If a new concentrate producer were to try to enter the industry, they would have to invest a lot of money into getting their name out there, and gaining a sizeable market share would be nearly impossible. This established brand leads to the mention of another entry barrier, incumbency advantages independent of size. Everyone knows who Coke and Pepsi are, and they have very high brand equity. This makes entry into the concentrate industry very difficult. There is also the experience aspect. The current concentrate producers know exactly what to do to keep costs down and produce a consistent product efficiently.

A new entrant may run into some roadblocks strictly due to lack of experience. Both Coke and Pepsi have been in the industry for a very long time, so they have an immediate advantage.

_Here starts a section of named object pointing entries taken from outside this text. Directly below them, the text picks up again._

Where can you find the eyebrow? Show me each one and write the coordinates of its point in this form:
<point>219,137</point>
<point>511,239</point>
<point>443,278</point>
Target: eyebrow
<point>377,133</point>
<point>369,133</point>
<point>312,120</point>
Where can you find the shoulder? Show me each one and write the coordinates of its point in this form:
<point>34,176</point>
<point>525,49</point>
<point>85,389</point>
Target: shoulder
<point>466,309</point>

Unequal access to distribution channels is another very high entry barrier for the concentrate industry. Coke and Pepsi have established relationships with suppliers and buyers of their product. A new entrant would have difficulty accessing channels of distribution, because they have all already contracted with one of the existing companies. The final barrier to entry is restrictive government policies.

The case mentioned several issues with regulation when speaking of Coke and Pepsi’s efforts to go international. For example, “When Coke attempted to acquire Cadbury Schweppes’ international practice, it ran into regulatory roadblocks in Europe and in Mexico and Australia, where Coke’s market shares exceed 50%” (Page 14). There is also mention of a mandatory certification for bottled water. This certification caused smaller local brands to fail. After analyzing all the barriers to entry, it is obvious that the threat of entry into the concentrate is very low, contributing even more to the industry’s profitability.

Threat of substitutes, another of Porter’s five forces, is also low in the concentrate industry. The soda industry is very profitable, with Americans drinking soda at higher levels than any other beverage. Traditional substitutes such as water, coffee, tea, and milk have never served as a real threat in concentrate producers’ 100 plus year history. In recent times, consumer trends have brought the emergence of other alternatives including Diet Sodas and “non-carb” beverages. The Large concentrate producers have been on the vanguard of these trends, adapting new alternatives with a changing market.

However, the primary concentrate companies, Coca-Cola, Pepsi, and Dr. Pepper still dominate the market. The brand power that has been established over the last century is not likely to be challenged by a newcomer despite the low startup costs for concentrate factories. In essence, the major concentrate companies have become their own substitutes, transferring losses due to substitutes. Porter’s fifth force is rivalry among existing competitors. While the two major concentrate industry’s competitors initially had fierce competition, the threat of competition outside of Coke and Pepsi is relatively low.

The phase of price driven competition ended and now the Coke vs. Pepsi war is played out with differentiation through advertising and brand lifestyle. This form of co-operation, where prices remain relatively high with only temporary store promotions, increased the overall profitability for Coke and Pepsi. The brand loyalty established over the last century means that the threat of substitutes is low and competition is generally for marginal changes in market share. Rivalry among concentrate companies has also expanded to new venues, such as sports drinks and bottled water.

But aside from the primary concentrate companies, there is no real threat to market share. This analysis confirms that all of Porter’s Five Forces are low, meaning industry profitability is high. Although high profitability would in most cases attract new firms to enter the industry, there are a variety of reasons that is not the case for the concentrate industry, as mentioned above. Coke and Pepsi have almost created an oligopoly out of the concentrate industry, and their strong brand identities will keep them far ahead of any possible entrants.